Many international money management companies have taken advantage of recent liberalization allowing for funds of funds. This has proven to be an easy way for Koreans to access a diverse range of international investments, Ng says.
Although the idea of wholly owning an investment management license is appealing, JF has also participated in JVs around the region. In Hong Kong it has partnered with AIA as a master trust for MPF business, and in China it has a JV with the investment arm of the city of Shanghai, Shanghai International Trust and Investment Corporation (Sitico).
The Chinese JV now has an equity and money market fund available.

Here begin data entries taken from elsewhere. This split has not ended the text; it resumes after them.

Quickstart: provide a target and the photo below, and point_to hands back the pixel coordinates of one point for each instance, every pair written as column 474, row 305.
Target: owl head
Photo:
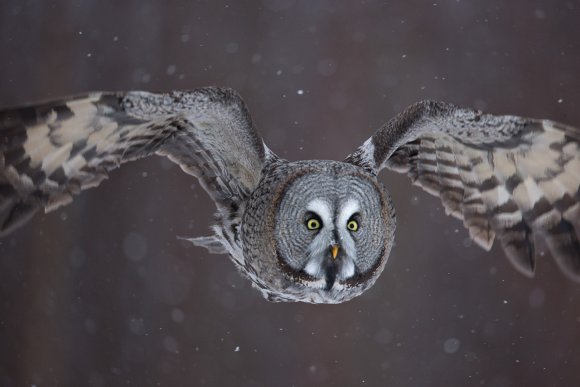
column 329, row 231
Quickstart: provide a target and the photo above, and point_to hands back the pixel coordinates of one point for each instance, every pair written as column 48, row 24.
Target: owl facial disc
column 332, row 233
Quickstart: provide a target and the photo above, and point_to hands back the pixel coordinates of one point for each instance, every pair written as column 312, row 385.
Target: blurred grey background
column 102, row 293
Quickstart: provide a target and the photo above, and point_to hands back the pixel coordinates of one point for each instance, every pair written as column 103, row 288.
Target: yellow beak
column 334, row 251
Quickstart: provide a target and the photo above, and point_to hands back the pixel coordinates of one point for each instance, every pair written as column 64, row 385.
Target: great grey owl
column 314, row 231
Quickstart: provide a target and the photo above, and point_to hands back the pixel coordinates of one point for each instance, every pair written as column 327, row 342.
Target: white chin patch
column 313, row 268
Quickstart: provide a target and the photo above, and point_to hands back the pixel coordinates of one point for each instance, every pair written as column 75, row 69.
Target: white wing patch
column 511, row 186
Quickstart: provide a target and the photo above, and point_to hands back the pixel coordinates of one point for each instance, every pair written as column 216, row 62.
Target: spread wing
column 507, row 177
column 50, row 152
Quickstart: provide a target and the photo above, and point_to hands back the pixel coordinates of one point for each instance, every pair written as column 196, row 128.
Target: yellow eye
column 313, row 224
column 352, row 225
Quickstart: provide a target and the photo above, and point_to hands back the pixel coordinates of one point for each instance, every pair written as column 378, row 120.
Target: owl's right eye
column 313, row 224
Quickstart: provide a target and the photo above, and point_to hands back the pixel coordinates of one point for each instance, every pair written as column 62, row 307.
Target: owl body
column 314, row 231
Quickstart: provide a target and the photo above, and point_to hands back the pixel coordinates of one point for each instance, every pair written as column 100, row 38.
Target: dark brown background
column 101, row 293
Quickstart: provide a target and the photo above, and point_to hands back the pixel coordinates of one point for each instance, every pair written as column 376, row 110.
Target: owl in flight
column 315, row 231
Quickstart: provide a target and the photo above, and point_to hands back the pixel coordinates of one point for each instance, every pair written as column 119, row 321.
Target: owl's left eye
column 313, row 224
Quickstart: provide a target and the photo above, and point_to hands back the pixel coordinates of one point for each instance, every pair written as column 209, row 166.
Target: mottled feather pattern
column 504, row 176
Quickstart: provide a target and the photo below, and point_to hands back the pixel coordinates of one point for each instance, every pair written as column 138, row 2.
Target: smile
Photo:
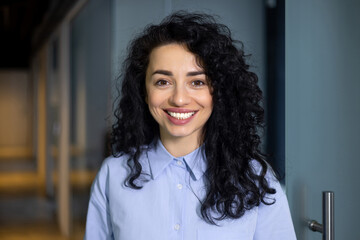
column 180, row 115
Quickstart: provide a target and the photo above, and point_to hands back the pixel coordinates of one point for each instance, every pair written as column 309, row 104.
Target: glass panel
column 89, row 98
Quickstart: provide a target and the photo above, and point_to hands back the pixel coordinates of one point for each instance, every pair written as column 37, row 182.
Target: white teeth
column 181, row 115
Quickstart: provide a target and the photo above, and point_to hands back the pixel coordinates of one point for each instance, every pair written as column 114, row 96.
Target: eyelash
column 161, row 82
column 195, row 83
column 199, row 83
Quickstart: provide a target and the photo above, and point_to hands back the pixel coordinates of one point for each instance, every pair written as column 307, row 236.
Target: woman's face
column 178, row 92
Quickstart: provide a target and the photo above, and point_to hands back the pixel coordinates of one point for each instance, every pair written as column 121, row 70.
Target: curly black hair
column 231, row 133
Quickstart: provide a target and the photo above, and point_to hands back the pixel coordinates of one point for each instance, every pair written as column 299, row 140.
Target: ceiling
column 24, row 24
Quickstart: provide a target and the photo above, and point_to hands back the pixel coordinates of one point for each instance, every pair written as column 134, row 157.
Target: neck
column 180, row 146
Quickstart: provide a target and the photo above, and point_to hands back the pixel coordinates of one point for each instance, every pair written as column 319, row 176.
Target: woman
column 186, row 162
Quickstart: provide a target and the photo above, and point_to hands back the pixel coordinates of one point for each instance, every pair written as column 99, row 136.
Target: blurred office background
column 59, row 60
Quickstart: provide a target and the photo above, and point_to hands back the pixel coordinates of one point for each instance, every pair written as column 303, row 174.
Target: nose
column 180, row 96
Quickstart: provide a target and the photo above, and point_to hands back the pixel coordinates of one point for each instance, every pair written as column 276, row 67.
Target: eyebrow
column 168, row 73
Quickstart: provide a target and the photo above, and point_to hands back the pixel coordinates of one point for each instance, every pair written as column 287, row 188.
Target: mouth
column 180, row 115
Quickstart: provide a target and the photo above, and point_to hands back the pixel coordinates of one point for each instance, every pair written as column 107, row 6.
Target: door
column 323, row 112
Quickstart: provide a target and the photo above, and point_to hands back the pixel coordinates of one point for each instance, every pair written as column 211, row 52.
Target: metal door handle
column 327, row 228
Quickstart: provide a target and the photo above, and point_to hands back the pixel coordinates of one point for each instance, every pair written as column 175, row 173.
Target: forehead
column 172, row 56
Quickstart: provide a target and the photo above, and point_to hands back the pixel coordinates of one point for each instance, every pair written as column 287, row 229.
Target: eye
column 198, row 83
column 162, row 82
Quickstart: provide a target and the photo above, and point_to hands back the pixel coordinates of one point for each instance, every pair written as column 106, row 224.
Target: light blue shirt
column 168, row 206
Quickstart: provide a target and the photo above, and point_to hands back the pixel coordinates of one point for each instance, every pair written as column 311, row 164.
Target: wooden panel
column 16, row 113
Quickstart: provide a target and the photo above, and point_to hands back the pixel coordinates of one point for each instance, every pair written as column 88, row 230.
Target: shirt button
column 177, row 227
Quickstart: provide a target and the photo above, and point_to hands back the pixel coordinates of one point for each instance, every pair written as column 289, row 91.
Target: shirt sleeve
column 98, row 223
column 274, row 221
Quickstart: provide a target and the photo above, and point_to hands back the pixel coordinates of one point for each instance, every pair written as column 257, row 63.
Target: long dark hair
column 230, row 135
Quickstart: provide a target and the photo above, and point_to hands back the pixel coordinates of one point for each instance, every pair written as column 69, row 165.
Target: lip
column 179, row 110
column 176, row 121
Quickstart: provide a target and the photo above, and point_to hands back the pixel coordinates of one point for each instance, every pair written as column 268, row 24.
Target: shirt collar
column 159, row 158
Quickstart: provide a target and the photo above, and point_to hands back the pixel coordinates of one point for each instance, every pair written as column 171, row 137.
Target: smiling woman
column 186, row 162
column 179, row 97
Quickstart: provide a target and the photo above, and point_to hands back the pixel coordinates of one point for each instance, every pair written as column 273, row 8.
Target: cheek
column 154, row 100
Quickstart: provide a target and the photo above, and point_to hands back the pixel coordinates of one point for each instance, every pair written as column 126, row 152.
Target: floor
column 27, row 213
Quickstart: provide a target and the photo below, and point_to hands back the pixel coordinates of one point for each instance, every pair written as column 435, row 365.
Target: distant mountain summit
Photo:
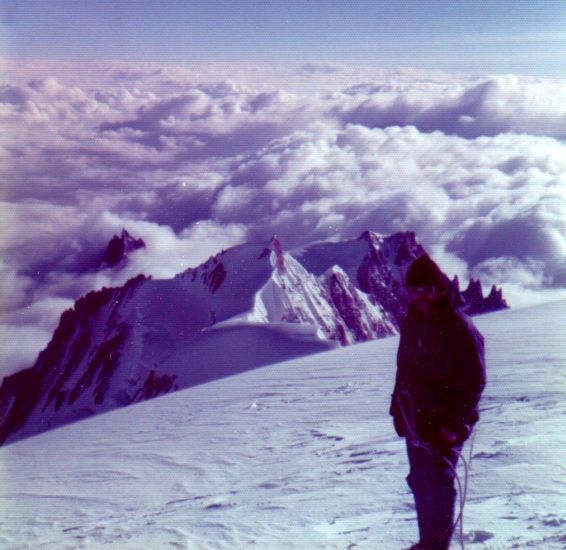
column 474, row 302
column 248, row 306
column 119, row 247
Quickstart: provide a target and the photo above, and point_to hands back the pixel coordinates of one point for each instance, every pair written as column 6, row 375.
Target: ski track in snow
column 298, row 455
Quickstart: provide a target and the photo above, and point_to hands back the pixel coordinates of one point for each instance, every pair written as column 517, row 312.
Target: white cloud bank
column 193, row 163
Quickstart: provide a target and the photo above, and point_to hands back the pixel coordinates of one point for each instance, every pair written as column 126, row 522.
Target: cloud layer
column 193, row 163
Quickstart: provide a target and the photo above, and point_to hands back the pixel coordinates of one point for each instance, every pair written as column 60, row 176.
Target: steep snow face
column 119, row 346
column 299, row 455
column 375, row 264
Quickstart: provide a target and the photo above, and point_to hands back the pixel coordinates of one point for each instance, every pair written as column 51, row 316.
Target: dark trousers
column 431, row 480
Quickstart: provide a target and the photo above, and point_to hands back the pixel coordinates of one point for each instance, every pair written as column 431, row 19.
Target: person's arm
column 400, row 378
column 468, row 385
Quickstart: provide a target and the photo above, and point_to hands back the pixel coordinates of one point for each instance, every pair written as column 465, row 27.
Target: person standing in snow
column 440, row 378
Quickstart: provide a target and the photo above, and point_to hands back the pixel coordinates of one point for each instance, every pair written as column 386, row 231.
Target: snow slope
column 299, row 454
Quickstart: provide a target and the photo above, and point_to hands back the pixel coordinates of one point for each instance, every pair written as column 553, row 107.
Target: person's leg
column 431, row 480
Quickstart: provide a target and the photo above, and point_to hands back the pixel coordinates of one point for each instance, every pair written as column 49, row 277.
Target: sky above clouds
column 198, row 126
column 519, row 36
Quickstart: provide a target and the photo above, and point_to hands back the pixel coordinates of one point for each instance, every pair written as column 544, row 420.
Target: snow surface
column 300, row 454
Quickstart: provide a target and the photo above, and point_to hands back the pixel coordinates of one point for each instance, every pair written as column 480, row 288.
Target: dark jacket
column 440, row 375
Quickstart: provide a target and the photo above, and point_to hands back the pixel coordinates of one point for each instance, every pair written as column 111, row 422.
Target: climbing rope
column 417, row 442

Another major initiative for JF this year is promoting absolute-return and other non-traditional products to Hong Kong institutions. The Hong Kong market is fairly static, with few big mandates on the block, but most assets remain in the traditional space, such as global balanced and Asian equity funds. JF thinks that, along with its parent JPMorgan, it has a product range that can give Hong Kong clients more diversity.
Although more Hong Kong institutions are looking at alternative investments, Ng says they tend to be sceptical about how to protect their downside risk in a mandate that doesn't follow a benchmark. "We need to do a lot of work in investor education," he says. Hong Kong institutions seem most interested in multi-strategy hedge funds, which can diversify risk, and JF is developing products to meet this perceived demand.
The firm sources around $11 billion from clients in Asia ex-Japan and manages over $30 billion in Asia ex-Japan investments.